Artificial intelligence grows incredibly more sophisticated every year, and one of the most interesting developments is Neural Network Intelligence. If you thought AI has already turned a corner on mimicking human intelligence, Artificial Neural Networks (or ANN’s) might soon make this happen faster. The point is to imitate more rational thinking and deductive reasoning capabilities.
Up until recently, trying to replicate complex functions of a human brain wasn’t possible in AI programs. Things have started to advance quickly, and it’s time to learn about what this means in AI to enhance your business’s value.
In many cases, it can lead to more personalized experiences for your customers to help them and help you make smarter business decisions.
Overall, this progresses your ability to streamline your business’s commerce structure, hence leading to improved business aspects that bring higher revenue.
Before you get there, though, you need to learn about the technological and scientific aspects behind Neural Network Intelligence. It look more and more like a human, including learning through continued user interactions. In this case, it works similar to machine learning where it builds up superior intelligence over time.
Let’s look at how neural networks work and how you can apply this to bring more contextual personalization to customer experiences.
The Science Behind Artificial Neural Networks
When you delve into the science behind “ANNs”, the intention is to recreate brain connections using silicon and wires. Thanks to new advancements, AI recently transformed enough to build something resembling neurons and dendrites.
This occurs by creating multiple nodes, mimicking how neurons work. Just like neuron links, nodes have output as well, otherwise known as node values. Each of these connections have a weight, or an integer number controlling the signal. The weight in each connection can become adjusted based on the node output’s quality.
The topology behind this fall into two basic categories: FreeForward and FeedBack. For the former, it’s used strictly for pattern generation, recognition, or classification. In the latter, you’re creating feedback loops. In other words, it’s where you get into neural patterns to help you make better business decisions.

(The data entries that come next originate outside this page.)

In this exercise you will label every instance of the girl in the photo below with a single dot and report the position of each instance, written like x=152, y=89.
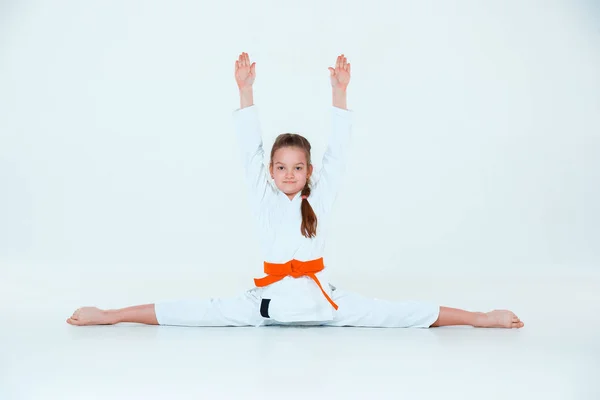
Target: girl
x=293, y=216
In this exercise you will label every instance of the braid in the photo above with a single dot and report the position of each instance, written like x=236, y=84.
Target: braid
x=309, y=218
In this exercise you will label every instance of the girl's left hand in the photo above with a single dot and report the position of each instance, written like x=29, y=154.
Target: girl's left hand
x=340, y=76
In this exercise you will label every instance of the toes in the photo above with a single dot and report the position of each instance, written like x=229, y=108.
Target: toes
x=73, y=321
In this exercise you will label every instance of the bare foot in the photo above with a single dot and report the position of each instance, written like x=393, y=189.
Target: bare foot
x=90, y=316
x=499, y=319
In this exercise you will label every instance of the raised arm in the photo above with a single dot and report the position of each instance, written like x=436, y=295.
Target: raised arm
x=248, y=133
x=335, y=156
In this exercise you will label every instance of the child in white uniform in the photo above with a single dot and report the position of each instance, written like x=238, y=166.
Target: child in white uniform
x=292, y=214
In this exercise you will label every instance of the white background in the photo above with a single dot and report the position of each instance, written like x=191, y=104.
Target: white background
x=476, y=145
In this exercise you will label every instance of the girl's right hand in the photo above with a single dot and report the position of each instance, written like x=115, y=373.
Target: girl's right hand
x=245, y=73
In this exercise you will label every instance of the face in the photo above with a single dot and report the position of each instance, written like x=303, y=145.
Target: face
x=289, y=169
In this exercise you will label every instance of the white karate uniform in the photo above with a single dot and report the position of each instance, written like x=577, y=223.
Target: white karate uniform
x=293, y=300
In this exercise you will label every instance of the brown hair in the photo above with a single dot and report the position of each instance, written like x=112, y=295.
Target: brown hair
x=309, y=218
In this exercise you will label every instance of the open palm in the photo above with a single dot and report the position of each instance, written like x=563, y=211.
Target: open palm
x=340, y=75
x=245, y=73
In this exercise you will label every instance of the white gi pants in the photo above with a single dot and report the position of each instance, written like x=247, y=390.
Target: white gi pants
x=245, y=310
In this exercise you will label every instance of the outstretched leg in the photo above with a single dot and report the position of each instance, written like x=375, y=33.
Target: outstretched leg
x=358, y=310
x=144, y=314
x=243, y=310
x=493, y=319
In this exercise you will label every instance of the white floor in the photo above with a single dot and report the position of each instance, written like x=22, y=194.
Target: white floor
x=556, y=355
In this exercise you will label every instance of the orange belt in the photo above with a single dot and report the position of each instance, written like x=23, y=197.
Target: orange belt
x=295, y=268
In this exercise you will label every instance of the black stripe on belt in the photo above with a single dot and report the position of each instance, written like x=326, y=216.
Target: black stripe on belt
x=264, y=308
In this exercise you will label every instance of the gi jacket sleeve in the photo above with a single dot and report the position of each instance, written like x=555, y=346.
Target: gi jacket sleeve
x=249, y=136
x=335, y=157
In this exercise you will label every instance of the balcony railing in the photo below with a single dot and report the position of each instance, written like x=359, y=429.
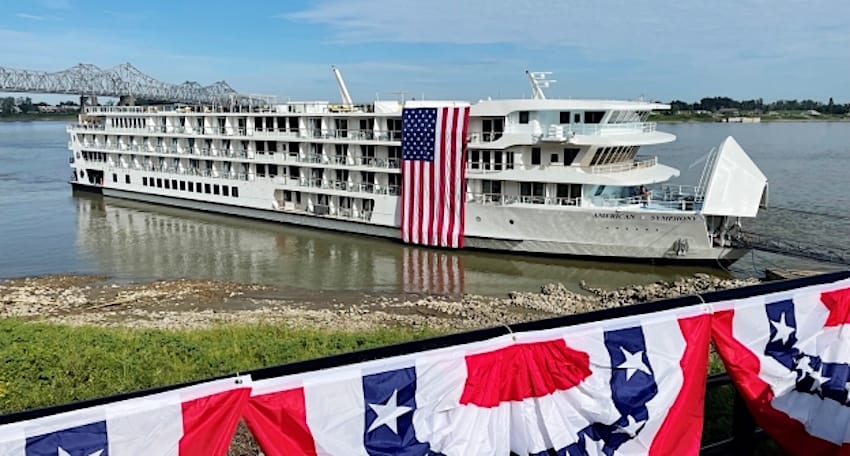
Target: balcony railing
x=639, y=163
x=500, y=199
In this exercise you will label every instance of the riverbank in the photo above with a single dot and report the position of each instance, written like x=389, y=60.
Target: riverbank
x=202, y=304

Since you’re bringing machine learning into this concept, you’ll frequently see neural networks use several different learning strategies. Supervised learning is more for pattern recognition, but unsupervised learning uses clusters to help find hidden patterns.
Reinforcement learning goes on observation, and that’s where Neural Networks truly shine to change how you create personalized experiences.
Processing Information in Real-Time
You’ve likely read a lot about real-time tools and how incredibly useful they are to make faster business decisions. AI now plays a major part in this thanks to Neural Networks. The latter uses human brain functions to learn through processing information in real-time so it becomes “smarter” with more user interaction.
This continues to improve and adjusts to any changes based on what a user prefers. For instance, if a user has specific preferences, the AI program is going to alter itself to suit a customer’s buying habits and whims. Any volatile behavior allows adjustments based on sudden changes in customer preferences.
What this does is bring recommendations on how you should approach communication with your customers. In metaphorical terms, it’s AI acting as an all-thinking oracle giving real-time results on how to personalize the marketing and buying experience.
In all, this replicates the feel of customers interacting with a well-trained sales associate. Instead, it’s done entirely online to give a customer the ultimate buying experience tailored just for them.
The problem is, many companies continue to use outdated forms of AI that don’t completely look at the customer as an individual.
AI Platforms Looking at Population and Probability
To show how fast AI changes, many businesses still use an older version of AI using recommendations via study of populations and probability. A couple of years ago, this was the best choice to personalize customer relationships. While better than no personalization at all, it still didn’t dig deep enough into analyzing individual buyers.
The focus was more on past behaviors as a whole, which was a good introduction for what AI could do for businesses. Also going by probability, it only gave a partial picture of what a customer might or might not do.
Having AI think like a human brain allows it to think more abstractly and fully understand consumer complexity. No one person is alike, and each customer is going to have their own pain points to integrate into your personal approaches.
Another weakness of older AI is it didn’t effectively accommodate new product lines in your business. Cutting this out of the recommendation schema created mass blind spots to product catalog performance. The only solution was to add it manually, and this led to downtime and lost revenue.
The Business Value Impact of Neural Networks in AI
You’ll find significant evidence showing personal one-on-one experiences are a vital part of today’s commerce structure. Regardless, many marketing analysts note that personalizing experiences can backfire if you don’t make it relevant to a customer’s life.
This is where Neural Network AI is going to help bring major business value by further understanding customer likes, dislikes, and intentions.
In the end, you’ll be able to increase more sales per customer, increase customer retention, create more loyalty, help your shopping cart conversions, and improve customer retention value.